This course is designed to support MA students doing research in preparation to apply for a Ph.D. after graduation.*  

To be eligible:  

  • Research project and faculty mentor must be identified before a student can register.
  • The faculty mentor must be an academic researcher (professor or research scientist under a university setting). Columbia faculty is preferred. 

This research experience will be counted towards the MA in Statistics Degree if the project is relevant to the educational goals of our program.  Upon completion, a final report/paper will be required and given a grade by the professor.  

Application Process 

At the start of each semester, an announcement will be sent to all MA Statistics Students with the deadline to apply.

Any student working on an eligible research project may send an email to Professor Alemayehu (da15@columbia.edu). 

The email should include:   

  • A description of the research project
  • Confirmation from the faculty mentor.  

Once the project is approved by Professor Alemayehu, a student may contact Dr. Turkowitz about course entry.  

This course may be taken for one credit (Fall & Spring Semesters) or for zero credit (Summer Semester).   This course may count for graduation once, but may not be repeated for additional graduation credit. 

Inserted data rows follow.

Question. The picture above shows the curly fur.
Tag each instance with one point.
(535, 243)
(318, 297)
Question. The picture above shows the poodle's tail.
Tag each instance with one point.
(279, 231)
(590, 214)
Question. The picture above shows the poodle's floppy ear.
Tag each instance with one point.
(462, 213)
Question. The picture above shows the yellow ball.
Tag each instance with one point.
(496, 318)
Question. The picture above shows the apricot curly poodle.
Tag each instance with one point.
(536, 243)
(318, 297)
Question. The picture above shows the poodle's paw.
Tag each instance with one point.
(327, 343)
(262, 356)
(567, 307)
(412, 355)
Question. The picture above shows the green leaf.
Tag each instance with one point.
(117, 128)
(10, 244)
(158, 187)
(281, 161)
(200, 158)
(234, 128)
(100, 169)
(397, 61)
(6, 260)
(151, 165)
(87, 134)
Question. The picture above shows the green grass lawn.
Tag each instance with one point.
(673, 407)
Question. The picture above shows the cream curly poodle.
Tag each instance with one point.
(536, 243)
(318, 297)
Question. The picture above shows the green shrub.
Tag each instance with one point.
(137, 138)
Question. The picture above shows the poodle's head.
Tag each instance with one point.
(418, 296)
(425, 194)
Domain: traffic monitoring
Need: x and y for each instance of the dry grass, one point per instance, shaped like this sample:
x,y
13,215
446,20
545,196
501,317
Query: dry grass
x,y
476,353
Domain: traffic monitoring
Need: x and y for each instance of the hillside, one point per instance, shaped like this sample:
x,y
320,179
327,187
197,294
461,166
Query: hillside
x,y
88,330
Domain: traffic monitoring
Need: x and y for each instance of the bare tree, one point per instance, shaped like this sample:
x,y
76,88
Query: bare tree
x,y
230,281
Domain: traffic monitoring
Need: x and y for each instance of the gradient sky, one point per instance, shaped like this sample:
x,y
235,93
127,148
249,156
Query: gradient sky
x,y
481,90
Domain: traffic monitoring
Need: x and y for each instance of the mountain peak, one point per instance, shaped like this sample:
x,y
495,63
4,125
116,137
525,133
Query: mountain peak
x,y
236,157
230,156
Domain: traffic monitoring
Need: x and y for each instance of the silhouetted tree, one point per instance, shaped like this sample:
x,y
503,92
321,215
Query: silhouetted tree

Questions about the course or about the research component of the course should be sent to Professor Alemayehu (da15@columbia.edu).  

_____________________________

*Students who are looking for research projects are encouraged to participate in the activities organized by the Ma2PhD club.  

Students who are not interested in pursuing a Ph.D. after graduation are recommended to focus instead on class projects, participate in activities organized by on-campus student associations such as the Statistics club or Columbia Data Science Society, and compete in data science hackathons/competitions.  

All students are strongly encouraged to prioritize their performance in core required and elective courses before considering a research project or any extracurricular data science experience.